Thursday, April 26, 2012

A Tank of Gay Sharks

Dating can be a tricky subject for anyone. Now take that anyone and have them swim the waters of college looking for that special someone. Now on top of all that give them a possible 5% of the population who might be physically attracted to them based off of gender.  Just when you thought that navigating the waters of dating could not get any more challenging, think again. If you were convinced straight kids had it rough, think again.

Let’s break this shit down. The biggest complaint when it comes to dating is that finding someone to date is difficult. However, let’s take a little looksee at this one. Take a gay male bodied individual for example, we’ll call him Bettencourt. Bettencourt is a gay man who’s demographic for dating consists of other gay men. Now let’s be extremely generalizing and say that the population of the Earth is split evenly fifty/fifty between men and women. So Bettencourt, in theory, could only be attracted to fifty percent of the population. Now, out of one hundred it is theorized that ten percent would be gay. This means that five percent of the world’s population are gay male bodied individuals.
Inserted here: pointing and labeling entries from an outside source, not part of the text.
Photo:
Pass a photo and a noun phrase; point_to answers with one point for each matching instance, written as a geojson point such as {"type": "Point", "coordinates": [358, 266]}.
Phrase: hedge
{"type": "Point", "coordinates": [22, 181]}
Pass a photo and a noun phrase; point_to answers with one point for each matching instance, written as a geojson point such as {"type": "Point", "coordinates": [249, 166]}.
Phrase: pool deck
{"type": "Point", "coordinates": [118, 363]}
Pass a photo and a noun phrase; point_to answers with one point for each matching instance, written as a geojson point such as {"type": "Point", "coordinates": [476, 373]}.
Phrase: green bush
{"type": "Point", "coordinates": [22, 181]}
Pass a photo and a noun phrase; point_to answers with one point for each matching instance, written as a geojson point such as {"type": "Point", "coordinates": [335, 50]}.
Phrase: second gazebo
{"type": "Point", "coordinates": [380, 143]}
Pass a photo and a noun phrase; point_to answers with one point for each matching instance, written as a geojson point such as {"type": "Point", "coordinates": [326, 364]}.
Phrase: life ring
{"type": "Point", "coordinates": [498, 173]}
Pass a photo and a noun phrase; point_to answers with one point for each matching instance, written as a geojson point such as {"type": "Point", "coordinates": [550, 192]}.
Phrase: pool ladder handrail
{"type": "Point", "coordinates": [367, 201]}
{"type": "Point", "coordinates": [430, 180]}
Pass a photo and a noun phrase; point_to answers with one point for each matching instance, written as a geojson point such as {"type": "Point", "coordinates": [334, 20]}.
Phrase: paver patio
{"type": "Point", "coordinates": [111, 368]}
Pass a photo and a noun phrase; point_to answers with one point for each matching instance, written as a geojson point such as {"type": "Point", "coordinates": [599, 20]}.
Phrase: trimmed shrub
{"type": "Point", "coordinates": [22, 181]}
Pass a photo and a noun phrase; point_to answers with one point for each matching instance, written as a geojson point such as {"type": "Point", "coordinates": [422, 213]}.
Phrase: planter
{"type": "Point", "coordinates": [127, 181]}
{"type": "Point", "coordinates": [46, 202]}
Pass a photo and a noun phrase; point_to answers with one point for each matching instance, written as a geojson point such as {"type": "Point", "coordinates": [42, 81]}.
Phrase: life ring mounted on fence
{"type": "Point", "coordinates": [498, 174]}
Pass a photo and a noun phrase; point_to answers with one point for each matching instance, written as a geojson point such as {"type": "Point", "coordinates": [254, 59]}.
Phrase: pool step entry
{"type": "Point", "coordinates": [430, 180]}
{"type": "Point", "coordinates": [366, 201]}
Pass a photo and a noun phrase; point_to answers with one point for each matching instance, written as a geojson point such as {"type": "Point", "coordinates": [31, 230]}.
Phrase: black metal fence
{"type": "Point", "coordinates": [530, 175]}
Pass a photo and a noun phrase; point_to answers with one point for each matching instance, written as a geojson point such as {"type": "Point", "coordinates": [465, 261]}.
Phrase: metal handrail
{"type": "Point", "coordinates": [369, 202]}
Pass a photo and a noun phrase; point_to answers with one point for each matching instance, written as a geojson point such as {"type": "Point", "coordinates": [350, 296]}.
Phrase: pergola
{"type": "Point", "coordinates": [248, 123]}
Therefore, in theory, in a room filled with one hundred people a straight man would theoretically have forty-five people to date whereas Bettencourt would only have four (seeing as he would be one of the five in the room).

Now don’t get me wrong, I am not just bitching for bitchings sake. Over the past couple of months I think I have been in talks with at least ten different guys to prospectively date. I know what you might be thinking, “Well B doesn’t this go against your theory seeing how you seem to be having no problem finding gays?” Well there you would be wrong. It is true that I have been able to find gays around me, thanks to some (let’s call it) futuristic networking, but as you can tell by my thinly veiled bitterness, they were all flops. If I had a larger base of people to approach I would be able to be more selective and only try to get involved with people who I already know I would be compatible with as opposed to throwing myself around hoping something sticks.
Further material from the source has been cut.